Abstract

A novel pressure-sensitive luminescent coating on porous anodized aluminium is developed. A method of making the coating is described in detail. The coating is a thin anodized aluminium layer, which is formed onto the surface of aluminium by an electro-chemical process. The luminophore is adsorbed directly onto the surface of the layer via chemical or physical adsorption. This coating is suitable for measuring unsteady pressure fields due to its fast-responding characteristics. The time response of the present coating is evaluated theoretically and experimentally. Four kinds of luminophore, tris(4,7-diphenylphenanthroline)ruthenium(II) ([Ru(dpp)3]2+), tetrakis(4-carboxyphenyl)porphyrin (TCPP), platinum tetrakis(4-carboxyphenyl)porphyrin (PtTCPP), and pyrene butylic acid (PBA), have been tested on their response to a step change in pressure. A pressure jump apparatus and a shock tube were utilized to generate a pressure discontinuity. Some static characteristics were also tested. The theoretical analysis shows that the present coating should have a time response in the order of microseconds due to its porous structure.

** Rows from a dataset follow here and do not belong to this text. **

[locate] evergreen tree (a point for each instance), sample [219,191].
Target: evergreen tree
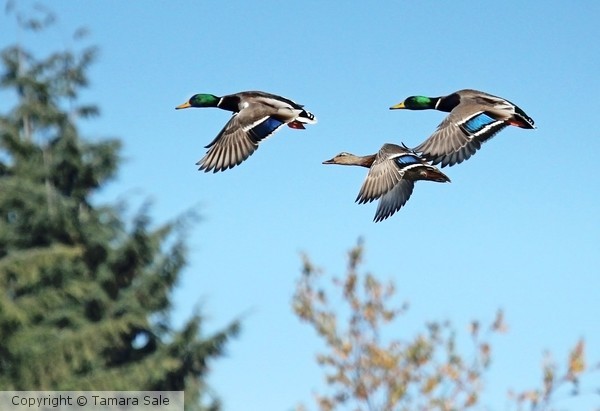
[84,295]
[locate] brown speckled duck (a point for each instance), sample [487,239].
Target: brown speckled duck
[393,171]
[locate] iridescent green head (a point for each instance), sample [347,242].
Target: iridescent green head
[200,100]
[416,103]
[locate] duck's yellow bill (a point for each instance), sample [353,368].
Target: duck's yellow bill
[397,106]
[184,105]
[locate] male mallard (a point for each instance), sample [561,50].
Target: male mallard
[391,177]
[256,115]
[474,118]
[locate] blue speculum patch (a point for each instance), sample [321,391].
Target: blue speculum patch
[267,127]
[478,122]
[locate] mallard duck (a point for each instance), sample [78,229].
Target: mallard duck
[393,171]
[474,118]
[256,115]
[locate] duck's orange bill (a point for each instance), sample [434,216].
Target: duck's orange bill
[184,105]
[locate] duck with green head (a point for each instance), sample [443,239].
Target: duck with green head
[475,117]
[393,171]
[256,116]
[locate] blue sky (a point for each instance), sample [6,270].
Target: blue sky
[518,228]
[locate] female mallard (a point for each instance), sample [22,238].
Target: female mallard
[391,177]
[474,118]
[256,115]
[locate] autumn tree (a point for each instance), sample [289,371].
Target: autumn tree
[367,369]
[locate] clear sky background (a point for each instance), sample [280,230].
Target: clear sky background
[518,228]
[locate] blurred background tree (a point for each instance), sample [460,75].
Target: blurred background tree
[84,294]
[370,367]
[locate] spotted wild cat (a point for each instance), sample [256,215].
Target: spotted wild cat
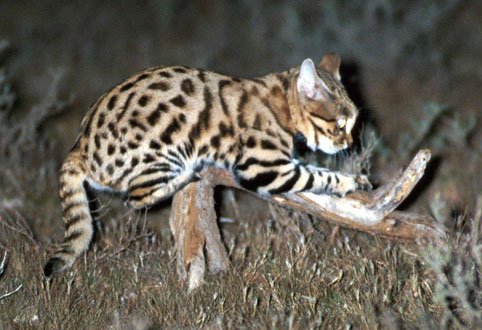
[148,136]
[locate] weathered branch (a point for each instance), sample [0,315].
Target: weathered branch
[193,220]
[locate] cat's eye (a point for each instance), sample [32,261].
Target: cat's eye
[341,123]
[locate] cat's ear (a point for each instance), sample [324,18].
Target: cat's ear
[331,63]
[309,84]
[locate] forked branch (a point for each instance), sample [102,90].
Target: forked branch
[193,220]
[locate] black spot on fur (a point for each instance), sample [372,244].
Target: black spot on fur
[154,145]
[215,141]
[161,85]
[178,101]
[110,149]
[268,145]
[101,120]
[144,100]
[126,87]
[251,142]
[165,74]
[112,101]
[180,70]
[170,129]
[187,86]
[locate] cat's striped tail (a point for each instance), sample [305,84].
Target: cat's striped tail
[76,215]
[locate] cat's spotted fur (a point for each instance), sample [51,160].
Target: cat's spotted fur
[148,136]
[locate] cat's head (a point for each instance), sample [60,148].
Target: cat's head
[327,113]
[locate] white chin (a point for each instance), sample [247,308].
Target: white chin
[328,148]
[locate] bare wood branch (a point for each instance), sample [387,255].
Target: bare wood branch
[3,264]
[8,294]
[368,212]
[193,219]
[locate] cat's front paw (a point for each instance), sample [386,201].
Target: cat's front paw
[350,183]
[362,183]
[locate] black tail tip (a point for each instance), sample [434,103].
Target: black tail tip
[54,265]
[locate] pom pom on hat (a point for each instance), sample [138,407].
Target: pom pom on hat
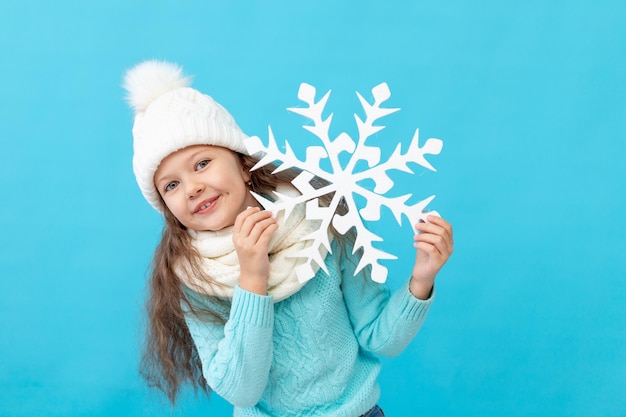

The time response depends not only on luminescence lifetime, which imposes an ultimate limit on the time response, but also on the thickness of the anodized aluminium layer, because oxygen permeation to the pores existing on the anodized aluminium layer can be described as a diffusive phenomenon. The effective diffusion coefficient is estimated to be approximately 5 × 10−6 m2 s−1. Experimental results show that all the tested coatings except the PtTCPP coating have a response time of less than 1 ms. Only the PBA coating shows a substantial photodegradation. The response time of the [Ru(dpp)3]2+ coating is longer than 20 µs, and depends on the thickness of the anodized aluminium layer. The response time of the TCPP coating, on the other hand, is less than 10 µs, and is independent of the thickness of the layer. This independence suggests that the arrangement of the luminophore on the surface of the anodized aluminium layer affects the time response.